1.   horde 1 zn. 'hindernis bij een wedren'
categorie:
leenvertaling
Nnl. zij sprongen prachtig over de horden heen [1896; Wolters NE], hordenloop 'wedloop met horden' [1924; WNT Aanv.].
Leenvertaling van Engels hurdle 'hindernis bij een wedren' [1833; OED], ook in de samenstelling hurdle race [1836; OED]; dit is een specifieke betekenis van 'verplaatsbaar hek', ontwikkeld uit Oudengels hyrdel 'vlechtwerk', dat verwant is met mnl. en vnnl. horde 'gevlochten mat'. Dat laatste woord is in het Nederlands weinig frequent maar bestaat nog wel in de voortzetting nnl. hor, zie aldaar voor de verdere etymologie.
2.   horde 2 zn. 'woeste bende'
categorie:
leenwoord
Vnnl. horde 'troep oorlogszuchtige Aziatische nomaden' in de wilde Tarter die met groote horden draeft 'de wilde Tartaar die in grote troepen draaft' [1622; WNT]; nnl. algemener 'woeste bende' in horden van barbaren [1822; WNT].
Een woord dat in de loop van de 16e eeuw in diverse West-Europese talen bekend werd, in het Duits al in 1429 (Kluge21), en dat uiteindelijk teruggaat op een woord uit de Turkse en Mongoolse taalgroep.
De term bestond in de vorm orda al in het Koemanisch, een Turkse ambtstaal in de 13e en 14e eeuw binnen het multi-etnische maar door Mongolen geleide khanaat van Batoe, dat in ca. 1240 aan de Beneden-Wolga was gesticht na de terugtrekking van de Mongolen uit Midden-Europa. De betekenis was 'kamp of paleis van de khan en zijn gevolg'. Ook in het Russisch van die tijd wordt deze residentie orda genoemd. In het begin van de 17e eeuw, meer dan een eeuw na de ondergang van dit Mongoolse rijk, verschijnt in de Russische literatuur het begrip Zolotája Ordá 'Gouden Horde' ter aanduiding van de dan historische hoofdstad. Bij overdracht wordt later ook het hele historische rijk ermee aangeduid en raakt het begrip Gouden Horde in leenvertaling over heel Europa bekend.
Eerder al heeft het woord orda bij overdracht een betekenisuitbreiding ondergaan naar 'het gevolg van een heerser', 'legerplaats', 'leger' e.d. en verspreidde het zich naar het zuiden en zuidwesten over Turkse talen, Balkantalen, Oost- en West-Slavische talen (bijv. modern Turks ordu 'leger, krijgsmacht').

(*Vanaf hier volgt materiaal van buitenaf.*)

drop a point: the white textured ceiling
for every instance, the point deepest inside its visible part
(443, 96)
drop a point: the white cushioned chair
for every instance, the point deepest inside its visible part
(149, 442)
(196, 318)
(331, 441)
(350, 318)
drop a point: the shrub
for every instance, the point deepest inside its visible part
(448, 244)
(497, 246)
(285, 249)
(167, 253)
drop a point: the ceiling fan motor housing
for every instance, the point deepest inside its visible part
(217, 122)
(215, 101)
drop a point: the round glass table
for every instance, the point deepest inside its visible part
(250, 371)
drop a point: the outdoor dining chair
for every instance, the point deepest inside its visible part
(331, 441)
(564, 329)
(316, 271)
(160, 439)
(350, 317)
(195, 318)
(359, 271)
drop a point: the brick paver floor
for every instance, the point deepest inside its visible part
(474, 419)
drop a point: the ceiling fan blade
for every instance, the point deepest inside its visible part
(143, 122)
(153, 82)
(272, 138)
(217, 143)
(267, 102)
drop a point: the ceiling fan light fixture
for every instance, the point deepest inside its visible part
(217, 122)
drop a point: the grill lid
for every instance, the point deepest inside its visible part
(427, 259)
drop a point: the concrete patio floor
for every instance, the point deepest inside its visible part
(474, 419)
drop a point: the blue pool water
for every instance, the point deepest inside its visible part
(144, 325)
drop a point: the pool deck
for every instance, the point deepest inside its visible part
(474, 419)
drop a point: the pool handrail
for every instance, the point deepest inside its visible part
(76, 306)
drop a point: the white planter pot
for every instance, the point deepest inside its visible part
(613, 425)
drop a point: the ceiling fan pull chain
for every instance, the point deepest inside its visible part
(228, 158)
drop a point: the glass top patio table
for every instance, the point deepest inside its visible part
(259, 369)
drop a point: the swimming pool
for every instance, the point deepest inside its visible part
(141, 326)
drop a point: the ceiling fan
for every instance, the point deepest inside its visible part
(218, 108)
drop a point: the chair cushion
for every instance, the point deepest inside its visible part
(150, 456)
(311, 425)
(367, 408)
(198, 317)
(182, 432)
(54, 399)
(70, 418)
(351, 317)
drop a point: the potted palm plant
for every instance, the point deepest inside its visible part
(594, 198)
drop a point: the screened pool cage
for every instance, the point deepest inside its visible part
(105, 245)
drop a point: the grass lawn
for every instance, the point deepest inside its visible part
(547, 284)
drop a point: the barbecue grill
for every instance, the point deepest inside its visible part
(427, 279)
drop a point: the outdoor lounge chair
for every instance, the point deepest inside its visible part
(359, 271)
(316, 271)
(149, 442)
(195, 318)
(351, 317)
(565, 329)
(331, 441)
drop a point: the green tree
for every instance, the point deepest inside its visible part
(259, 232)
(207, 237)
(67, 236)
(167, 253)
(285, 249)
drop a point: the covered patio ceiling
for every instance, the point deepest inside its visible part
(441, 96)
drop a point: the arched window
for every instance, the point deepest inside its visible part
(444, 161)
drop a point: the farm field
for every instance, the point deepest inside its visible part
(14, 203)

Ook het middeleeuws Latijn had een woord orda 'legerplaats'. Het laatste stukje ontleningslijn naar het Duits lijkt via het Oekraïens en het Pools te zijn gelopen. Ook de ontwikkeling tot een woord met pejoratieve betekenis lijkt in de Slavische talen te zijn begonnen; in de West-Europese talen is dat doorgezet. De toevoeging van de h- is onverklaard en wordt aan het Pools toegeschreven, vergelijk Oudpools orda, Nieuwpools horda.
Verwant met deze woorden is ook de naam Urdu van de officiële taal van Pakistan. Deze ontstond als zabån-e-urdu 'taal van het leger', waarmee een mengtaal werd aangeduid op basis van het lokale Hindidialect (Khariboli) met een sterk Perzisch/Turks-gekleurd lexicon, nadat de islamitische Turken in 1192 Delhi veroverden en zich daar vestigden.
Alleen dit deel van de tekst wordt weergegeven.